- Born: 1 January 1954 Faisalabad, Pakistan
- Died: 26 May 2020 (aged 66) Faisalabad, Pakistan
- Occupations: Radio Pakistan Singer Pakistani television performer
- Years active: 1970s – 2017
- Known for: Semi-classical music singing Ghazal singing
- Awards: Pride of Performance award by the President of Pakistan in 2016 Superstar award by Radio Pakistan at its diamond jubilee event in 2022

= Ijaz Qaiser =

Pakistani singer (1954–2020)

Ejaz Qaiser or Ijaz Qaiser (1 January 1954 – 26 May 2020) was a Pakistani singer. He was known for singing Ghazals.

==Awards and recognition==
- On 23 March 2016, the President of Pakistan bestowed upon him the Pride of Performance award.
- Superstar award by Radio Pakistan at its diamond jubilee event in 2022.

==Career==
Qaiser was born on 1 January 1954 in Faisalabad, Punjab, Pakistan. He was trained in semi-classical music and ghazal singing by Ustad Akhtar Hussain Akhian. He first sang many of his ghazals that he is noted for, on Radio Pakistan in the 1970s and the 1980s.

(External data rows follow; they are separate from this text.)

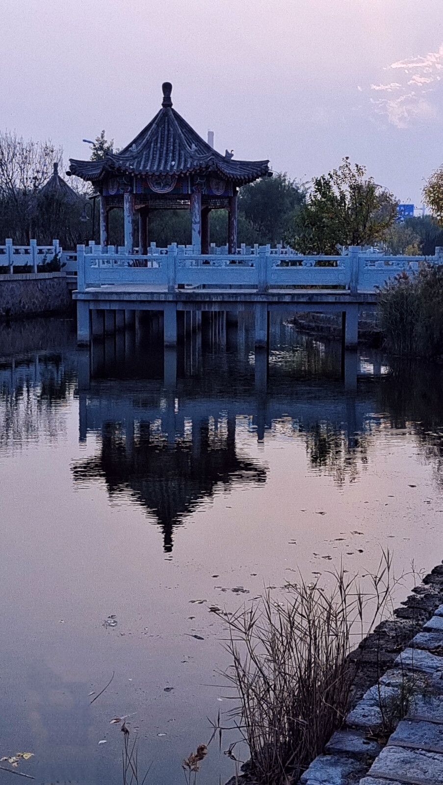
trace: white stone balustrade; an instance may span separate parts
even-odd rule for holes
[[[387,256],[362,251],[359,246],[337,256],[303,256],[277,246],[246,247],[236,254],[211,246],[209,254],[196,254],[192,246],[157,248],[152,243],[146,255],[126,254],[123,248],[93,244],[77,248],[79,291],[97,286],[137,284],[167,287],[251,288],[258,292],[286,287],[339,287],[357,292],[374,292],[405,272],[414,275],[420,263],[443,264],[443,250],[432,257]]]
[[[64,259],[67,255],[62,251],[58,240],[53,240],[51,246],[38,246],[36,240],[31,240],[28,246],[15,246],[10,239],[6,239],[5,245],[0,246],[0,267],[7,267],[8,272],[13,274],[14,267],[24,267],[27,265],[30,272],[38,272],[38,265],[44,262],[51,261],[56,254],[59,254],[60,261],[66,261],[64,269],[66,272],[76,272],[77,270],[77,254],[74,252],[70,264],[68,260]],[[69,270],[68,269],[69,267]]]

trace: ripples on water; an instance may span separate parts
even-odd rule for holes
[[[160,338],[90,354],[68,320],[0,325],[0,757],[35,752],[39,782],[119,783],[124,714],[156,785],[180,779],[229,706],[211,604],[380,546],[443,558],[439,368],[363,349],[345,385],[339,345],[278,322],[266,383],[247,321],[188,337],[175,381]]]

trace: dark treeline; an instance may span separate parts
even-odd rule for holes
[[[102,131],[92,145],[91,159],[103,158],[112,145]],[[69,188],[45,192],[54,162],[60,162],[63,177],[61,148],[0,132],[1,244],[8,237],[16,245],[27,245],[31,238],[46,245],[55,238],[65,250],[91,239],[99,243],[98,209],[93,210],[90,200],[95,195],[89,184],[67,177]],[[75,198],[67,198],[68,192]],[[240,188],[238,243],[283,243],[300,253],[327,254],[347,245],[375,244],[391,254],[429,255],[436,246],[443,246],[443,229],[437,219],[425,216],[398,222],[397,204],[390,192],[367,176],[364,166],[352,165],[347,158],[310,184],[276,173]],[[227,211],[213,210],[210,221],[211,242],[225,245]],[[134,242],[137,246],[137,220]],[[162,247],[190,243],[189,210],[151,211],[148,242]],[[109,243],[124,243],[122,210],[109,214]]]

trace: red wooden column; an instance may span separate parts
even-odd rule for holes
[[[202,254],[209,254],[209,207],[202,208]]]
[[[146,256],[148,253],[148,210],[141,207],[138,210],[138,253]]]
[[[234,188],[234,193],[229,198],[229,215],[228,219],[228,251],[235,254],[237,250],[237,196],[238,192]]]
[[[201,191],[191,194],[191,224],[192,226],[192,245],[196,254],[202,252],[202,195]]]
[[[106,199],[100,196],[100,244],[107,246],[109,239],[109,214],[106,208]]]
[[[134,251],[134,233],[132,219],[134,217],[134,195],[123,194],[123,225],[125,229],[125,251],[132,254]]]

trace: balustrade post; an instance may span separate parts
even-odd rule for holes
[[[257,255],[257,289],[262,294],[268,290],[267,266],[269,251],[270,246],[260,246]]]
[[[360,272],[360,254],[361,246],[350,246],[348,248],[350,261],[350,290],[351,294],[357,294],[358,291],[358,278]]]
[[[177,243],[173,243],[167,246],[167,290],[170,294],[175,291],[175,276],[177,266]]]
[[[6,246],[6,264],[9,268],[9,275],[12,276],[14,272],[14,250],[13,248],[13,240],[12,238],[9,237],[5,241]]]
[[[86,279],[84,245],[77,246],[77,291],[84,292]]]
[[[31,264],[32,265],[32,272],[37,272],[37,240],[30,240],[29,245],[31,247]]]

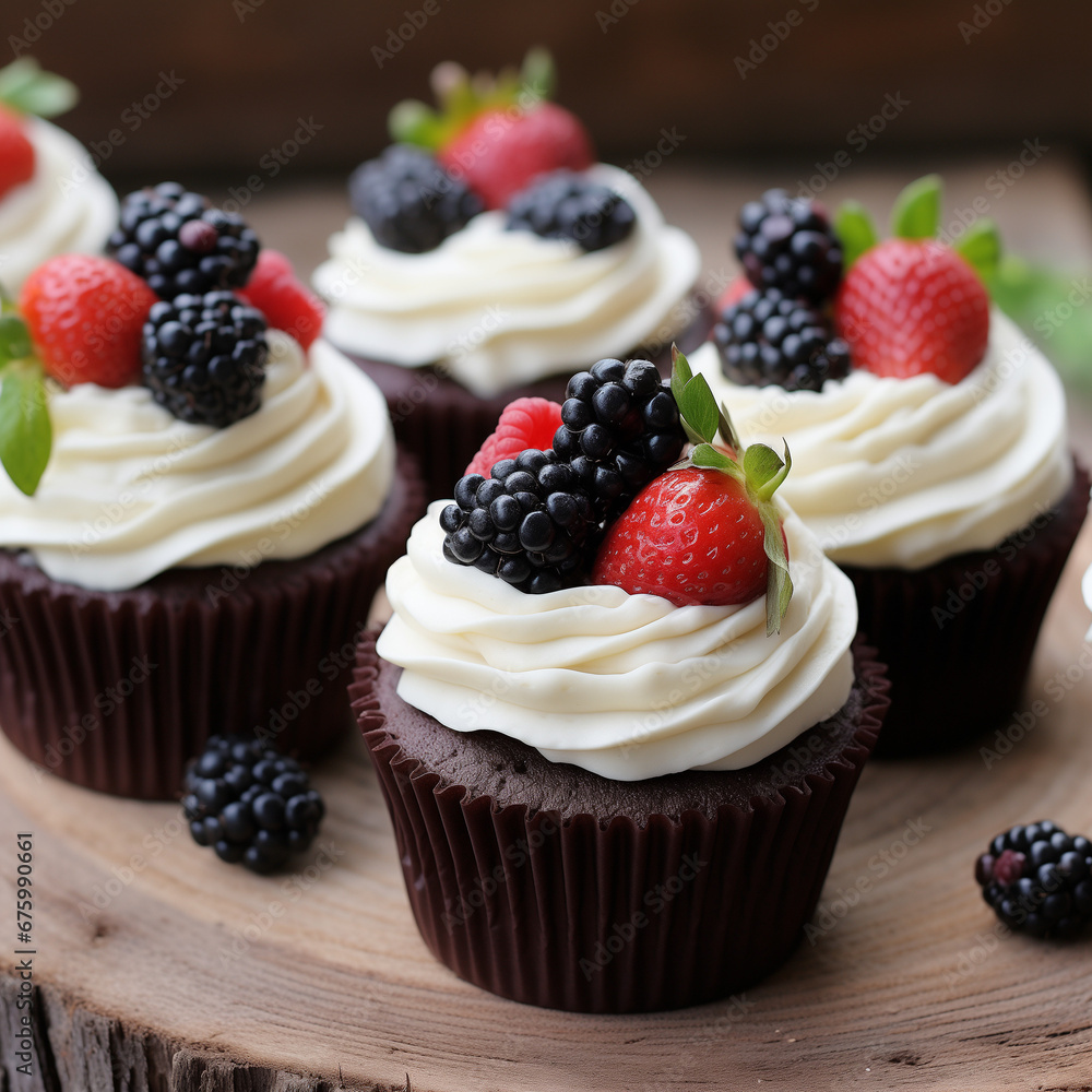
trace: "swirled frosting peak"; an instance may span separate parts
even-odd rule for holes
[[[110,591],[174,567],[304,557],[361,527],[394,474],[382,394],[325,342],[305,358],[287,334],[269,340],[262,406],[228,428],[178,420],[144,387],[56,393],[38,491],[0,475],[0,546]]]
[[[690,319],[698,247],[625,170],[600,164],[589,175],[637,214],[627,239],[591,253],[506,230],[499,211],[424,254],[389,250],[352,218],[314,273],[331,304],[327,336],[372,359],[436,364],[480,395],[666,341]]]
[[[26,126],[34,177],[0,200],[0,284],[11,295],[47,258],[100,252],[118,221],[117,195],[83,145],[40,118]]]
[[[613,585],[529,595],[447,561],[437,502],[388,574],[383,658],[399,695],[456,732],[491,728],[605,778],[760,761],[830,716],[853,685],[853,585],[791,512],[795,593],[767,637],[765,597],[675,606]]]

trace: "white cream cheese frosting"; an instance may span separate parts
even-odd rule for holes
[[[34,176],[0,199],[0,284],[12,296],[47,258],[100,253],[118,223],[117,195],[86,149],[40,118],[26,124]]]
[[[675,606],[613,585],[529,595],[446,560],[435,502],[387,580],[378,652],[399,695],[456,732],[491,728],[616,781],[736,770],[830,716],[853,686],[848,579],[785,511],[795,593],[767,637],[765,596]]]
[[[304,557],[361,527],[394,475],[383,396],[323,341],[307,357],[278,330],[269,342],[261,408],[224,429],[178,420],[144,387],[55,393],[35,496],[0,474],[0,546],[111,591],[174,567]]]
[[[590,253],[505,230],[502,211],[475,216],[423,254],[380,246],[353,217],[314,273],[331,305],[325,335],[373,359],[437,364],[483,396],[667,343],[692,318],[686,298],[701,270],[698,247],[625,170],[598,164],[589,175],[637,215],[627,239]]]
[[[786,392],[732,383],[712,343],[689,359],[745,442],[787,440],[779,496],[840,563],[921,569],[992,549],[1072,482],[1061,382],[996,309],[985,357],[956,384],[854,370]]]

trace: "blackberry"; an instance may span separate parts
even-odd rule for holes
[[[1053,822],[998,834],[975,863],[974,878],[1011,929],[1069,938],[1092,922],[1092,842]]]
[[[182,808],[198,845],[272,873],[318,833],[325,806],[295,759],[258,739],[213,736],[186,772]]]
[[[621,242],[636,223],[633,206],[620,193],[571,170],[539,178],[508,203],[508,230],[571,239],[585,251]]]
[[[392,144],[349,176],[353,211],[389,250],[435,250],[485,207],[465,182],[419,147]]]
[[[107,253],[147,281],[161,299],[241,288],[261,244],[241,216],[213,209],[177,182],[130,193]]]
[[[569,380],[554,451],[601,517],[620,511],[682,453],[670,388],[649,360],[600,360]]]
[[[265,329],[265,316],[230,292],[159,300],[144,323],[144,385],[180,420],[226,428],[261,405]]]
[[[500,460],[488,478],[460,478],[440,526],[449,561],[533,594],[580,583],[598,532],[572,467],[534,448]]]
[[[842,276],[842,245],[827,214],[784,190],[767,190],[743,206],[735,251],[756,288],[814,304],[829,299]]]
[[[820,391],[850,372],[850,346],[807,301],[776,288],[749,292],[713,327],[721,368],[734,383],[786,391]]]

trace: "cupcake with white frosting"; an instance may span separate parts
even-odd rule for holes
[[[559,440],[460,479],[360,646],[352,693],[422,935],[529,1004],[675,1008],[770,973],[887,705],[853,585],[774,497],[787,465],[727,420],[713,447],[679,368],[686,465],[604,497],[634,436],[684,438],[651,364],[601,361],[569,384],[614,438],[596,473]],[[608,412],[619,391],[643,424]]]
[[[709,330],[696,244],[594,162],[549,82],[535,51],[497,81],[441,66],[441,110],[392,111],[400,143],[353,175],[314,274],[327,336],[379,383],[434,497],[514,399],[559,399],[582,363],[639,346],[666,368]]]
[[[0,70],[0,285],[10,296],[47,258],[98,253],[117,224],[118,199],[87,150],[44,120],[74,103],[67,80],[28,59]]]
[[[1089,499],[1056,371],[989,306],[994,229],[935,242],[939,195],[936,178],[907,188],[886,242],[851,206],[850,268],[826,299],[758,288],[691,357],[745,439],[792,449],[783,495],[853,580],[890,668],[886,755],[958,746],[1019,708]],[[765,204],[737,240],[762,283]]]
[[[202,240],[237,225],[156,192],[192,205],[183,241],[228,252]],[[316,340],[285,260],[232,253],[230,272],[173,262],[194,290],[169,299],[111,259],[60,256],[8,316],[0,724],[92,788],[170,798],[218,733],[329,748],[353,642],[424,505],[382,394]]]

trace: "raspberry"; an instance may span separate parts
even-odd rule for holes
[[[314,840],[325,805],[295,759],[257,739],[213,736],[186,773],[182,808],[198,845],[272,873]]]
[[[138,381],[155,293],[108,258],[60,254],[26,278],[19,307],[46,371],[66,385]]]
[[[278,250],[259,251],[254,272],[239,295],[257,307],[274,330],[290,334],[305,349],[322,332],[322,301],[296,277],[292,262]]]
[[[556,402],[517,399],[505,406],[497,428],[471,460],[466,473],[487,477],[501,459],[514,459],[527,448],[548,448],[560,427],[561,407]]]

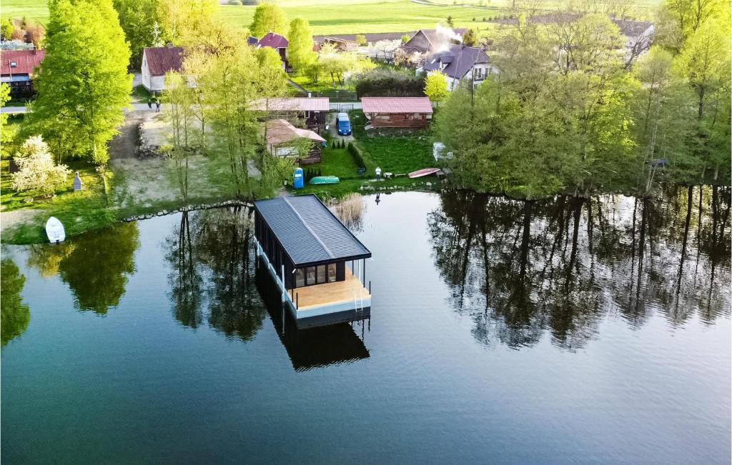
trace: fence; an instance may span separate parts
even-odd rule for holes
[[[295,97],[325,97],[330,99],[331,102],[358,102],[355,91],[313,91],[312,92],[296,92]]]

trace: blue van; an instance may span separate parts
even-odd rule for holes
[[[348,113],[336,115],[335,126],[338,129],[338,135],[351,135],[351,120],[348,119]]]

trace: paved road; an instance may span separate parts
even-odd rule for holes
[[[152,105],[152,110],[147,107],[146,103],[133,103],[132,105],[132,109],[137,110],[146,110],[148,111],[155,111],[155,105]],[[343,103],[331,103],[331,110],[352,110],[361,108],[360,102],[347,102]],[[160,111],[163,111],[165,109],[165,105],[163,104],[160,105]],[[2,113],[26,113],[26,107],[3,107]],[[130,111],[128,110],[128,111]]]
[[[152,110],[147,107],[146,103],[133,103],[132,104],[132,110],[129,108],[127,111],[135,111],[138,110],[146,110],[148,111],[155,111],[155,105],[152,105]],[[160,111],[165,110],[165,104],[160,105]],[[26,107],[3,107],[2,113],[24,113],[27,111]]]

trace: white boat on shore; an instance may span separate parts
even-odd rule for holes
[[[46,235],[51,243],[63,242],[66,239],[66,231],[59,219],[51,216],[46,222]]]

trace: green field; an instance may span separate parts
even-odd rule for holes
[[[447,16],[456,27],[486,29],[482,18],[497,14],[504,2],[493,1],[489,7],[476,8],[460,5],[420,4],[410,0],[284,0],[277,2],[288,18],[307,18],[314,34],[355,34],[359,32],[401,32],[420,28],[433,28]],[[48,9],[45,0],[3,0],[1,16],[22,18],[45,23]],[[252,21],[255,7],[222,5],[223,15],[232,23],[246,28]],[[476,22],[473,22],[473,18]]]

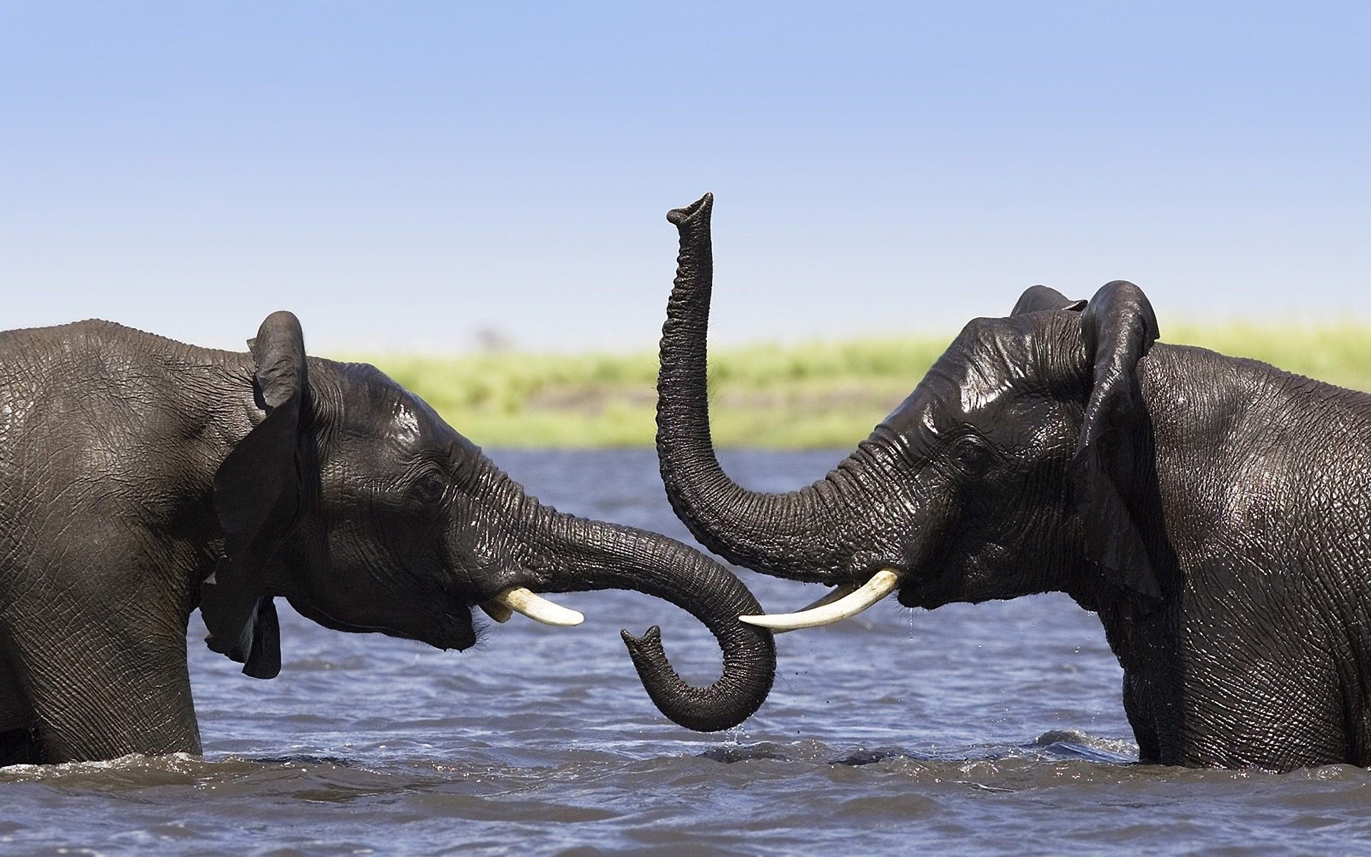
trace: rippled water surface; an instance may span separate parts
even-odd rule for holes
[[[829,454],[735,452],[764,490]],[[651,451],[494,458],[566,511],[687,539]],[[771,609],[817,590],[749,572]],[[1098,621],[1064,596],[777,638],[776,690],[698,735],[648,702],[618,639],[659,623],[687,677],[713,640],[625,592],[587,623],[492,628],[466,653],[282,616],[258,681],[189,635],[204,758],[0,769],[0,852],[203,854],[1324,854],[1371,850],[1371,777],[1141,767]]]

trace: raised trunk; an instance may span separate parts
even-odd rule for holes
[[[713,196],[666,215],[680,230],[676,281],[662,326],[657,455],[666,496],[696,539],[729,562],[799,580],[838,583],[846,472],[788,494],[749,491],[724,473],[709,431],[706,388]]]
[[[647,695],[666,717],[714,732],[738,725],[766,701],[776,647],[769,631],[738,621],[761,606],[731,572],[666,536],[563,514],[526,495],[521,506],[520,520],[532,527],[528,538],[547,564],[535,572],[535,588],[644,592],[681,607],[718,640],[723,673],[707,687],[692,687],[668,662],[657,627],[642,638],[622,632]]]

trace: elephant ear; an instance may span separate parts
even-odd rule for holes
[[[1071,473],[1086,555],[1115,583],[1160,599],[1157,576],[1126,502],[1135,490],[1146,432],[1135,369],[1157,340],[1157,317],[1142,289],[1117,280],[1090,299],[1080,328],[1093,378]]]
[[[1086,309],[1084,300],[1072,300],[1046,285],[1030,285],[1019,296],[1019,303],[1015,304],[1015,309],[1009,314],[1023,315],[1024,313],[1042,313],[1045,310],[1071,310],[1072,313],[1079,313],[1083,309]]]
[[[299,518],[300,414],[307,391],[304,335],[291,313],[273,313],[248,340],[254,392],[267,414],[214,474],[223,557],[200,587],[210,649],[271,679],[281,672],[276,605],[263,594],[267,564]]]

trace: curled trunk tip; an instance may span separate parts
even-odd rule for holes
[[[696,199],[695,202],[683,208],[672,208],[670,211],[666,213],[666,219],[668,222],[675,224],[676,226],[681,226],[684,224],[688,224],[691,219],[695,219],[696,217],[707,218],[710,208],[713,207],[714,207],[714,195],[706,193],[705,196],[701,196],[699,199]]]

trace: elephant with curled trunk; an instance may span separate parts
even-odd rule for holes
[[[716,562],[539,505],[378,370],[306,358],[289,313],[250,348],[101,321],[0,333],[0,761],[197,753],[191,612],[271,677],[278,596],[339,631],[468,649],[473,607],[574,624],[535,591],[636,590],[723,647],[696,688],[655,628],[625,632],[668,717],[723,729],[765,699],[771,632],[738,621],[757,602]]]
[[[1032,287],[968,324],[827,477],[746,491],[706,410],[710,204],[669,215],[666,492],[729,561],[836,587],[749,621],[1067,592],[1123,666],[1142,761],[1371,764],[1371,396],[1156,343],[1128,282],[1089,303]]]

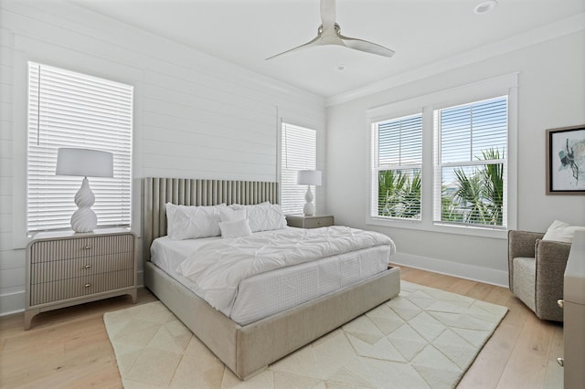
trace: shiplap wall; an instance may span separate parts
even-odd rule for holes
[[[24,308],[28,60],[134,86],[136,232],[141,177],[277,180],[281,118],[317,130],[325,169],[323,98],[66,1],[0,0],[0,314]]]

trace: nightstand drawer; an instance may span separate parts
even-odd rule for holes
[[[110,254],[99,257],[79,258],[68,260],[55,260],[33,263],[30,266],[30,283],[58,281],[77,277],[133,268],[132,252]]]
[[[132,287],[134,270],[113,271],[30,286],[30,305],[59,301],[102,291]]]
[[[133,252],[132,235],[41,240],[30,247],[31,263],[71,259],[103,254]]]
[[[37,234],[27,246],[25,330],[51,310],[124,294],[136,302],[134,239],[125,228]]]

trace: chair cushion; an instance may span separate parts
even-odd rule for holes
[[[535,258],[518,257],[513,260],[514,294],[536,312],[535,282],[537,261]]]

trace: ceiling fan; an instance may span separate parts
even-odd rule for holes
[[[310,47],[325,45],[343,46],[348,48],[353,48],[354,50],[364,51],[366,53],[376,54],[382,57],[389,58],[394,55],[394,50],[390,50],[383,46],[377,45],[376,43],[368,42],[367,40],[356,39],[341,35],[341,27],[335,23],[335,0],[321,0],[321,26],[319,26],[319,28],[317,29],[317,37],[304,45],[301,45],[275,56],[269,57],[266,59],[272,59],[282,55]]]

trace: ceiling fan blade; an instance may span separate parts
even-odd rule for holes
[[[335,26],[335,0],[321,0],[321,24],[323,30]]]
[[[301,46],[297,46],[296,47],[291,48],[290,50],[286,50],[286,51],[282,51],[282,53],[276,54],[272,57],[269,57],[268,58],[264,59],[264,60],[269,60],[269,59],[272,59],[275,58],[277,57],[281,57],[284,54],[289,54],[292,53],[293,51],[298,51],[301,50],[303,48],[306,48],[309,47],[311,46],[320,46],[322,45],[322,43],[319,41],[319,39],[321,38],[321,36],[317,36],[314,38],[313,38],[312,40],[310,40],[309,42],[305,43],[304,45],[301,45]]]
[[[394,55],[394,50],[390,50],[389,48],[378,45],[376,43],[368,42],[362,39],[356,39],[354,37],[344,37],[341,34],[338,34],[338,37],[342,40],[344,45],[355,50],[364,51],[370,54],[377,54],[378,56],[388,58],[390,58]]]

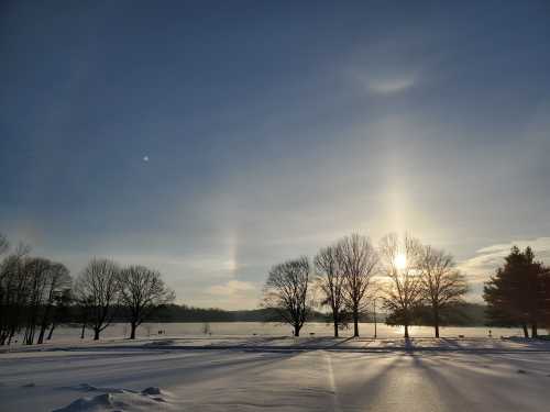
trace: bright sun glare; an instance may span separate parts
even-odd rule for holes
[[[397,269],[405,269],[407,267],[407,256],[405,256],[403,253],[398,254],[395,257],[395,266]]]

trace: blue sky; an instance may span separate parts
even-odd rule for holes
[[[512,243],[550,261],[547,1],[0,8],[0,230],[74,274],[232,309],[353,231],[448,249],[474,292]]]

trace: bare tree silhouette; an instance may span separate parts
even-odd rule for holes
[[[432,312],[436,337],[439,337],[441,310],[462,302],[468,292],[468,282],[457,269],[453,257],[444,250],[425,246],[419,263],[422,293]]]
[[[264,287],[264,307],[274,309],[299,336],[311,310],[309,260],[300,257],[275,265]]]
[[[344,297],[359,336],[359,316],[366,309],[366,293],[378,267],[378,254],[366,236],[352,234],[338,243],[338,260],[344,274]]]
[[[403,241],[396,234],[389,234],[382,238],[380,253],[389,280],[385,287],[384,308],[389,312],[392,323],[405,326],[405,338],[408,338],[414,311],[424,298],[419,270],[422,245],[408,234]]]
[[[130,338],[135,338],[135,330],[161,304],[175,299],[161,274],[144,266],[130,266],[120,272],[120,303],[130,310]]]
[[[345,276],[339,260],[337,246],[324,247],[314,259],[317,282],[322,291],[321,304],[332,312],[334,337],[338,337],[345,307]]]
[[[76,281],[76,296],[89,304],[94,339],[111,323],[119,298],[119,267],[108,259],[91,259]]]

Later, he used to make regular appearances on many Pakistani television channels in addition to holding public concerts.

==Popular ghazals==
- Muddetein Ho Gaeen Hain Chup Rehte, Sung by Ejaz Qaiser, poet: Mahshar Lakhnavi
- Tamannaon Mein Uljhaya Gaya Hoon, Sung by Ejaz Qaiser, poet: Shad Azimabadi
- Aankh Barsi Hay Teray Naam Peh Sawan Ki Tarah, Sung by Ejaz Qaiser, poet: Murtaza Birlas
- Ab Kay Hum Bicchray Tau Shaaed Kabhi Khawabon Mein Milein, Sung by Ijaz Qaiser, poet: Ahmad Faraz
- Ranjish Hee Sahi Dil Hee Dukhaanay Ke Liye Aa, Sung by Ijaz Qaiser, poet: Ahmad Faraz
- Ku Baku Phael Gaee Baat Meri Shanasai Ki, Sung by Ejaz Qaiser, poet: Parveen Shakir
- Pyar Bharay Duo Sharmeelay Nain, Sung by Ijaz Qaiser, poet: Khawaja Pervez (originally a film song from 1974 Pakistani film Chahat, music composed by Robin Ghosh)

He sang many ghazals already sung by Mehdi Hassan and Ghulam Ali. Ijaz's approach to ghazal singing reminded many people of Mehdi Hassan's style of singing.

== Death ==
Ejaz Qaiser had been suffering from heart, kidney and lungs diseases. He had stopped singing a couple of years ago due to his illness. On 25 May 2020, he was hospitalized with cardiac arrest in Faisalabad, Pakistan. He is survived by his son Mumtaz Qaiser He died on 26 May 2020, at the age of 66. His funeral was held in Faisalabad, Pakistan.

Among the people attending his funeral ceremony, besides his family and relatives, were many other professional singers including singers Hasan Sadiq, Ali Sher and Amanat Ali who said that Ijaz Qaiser was his music teacher.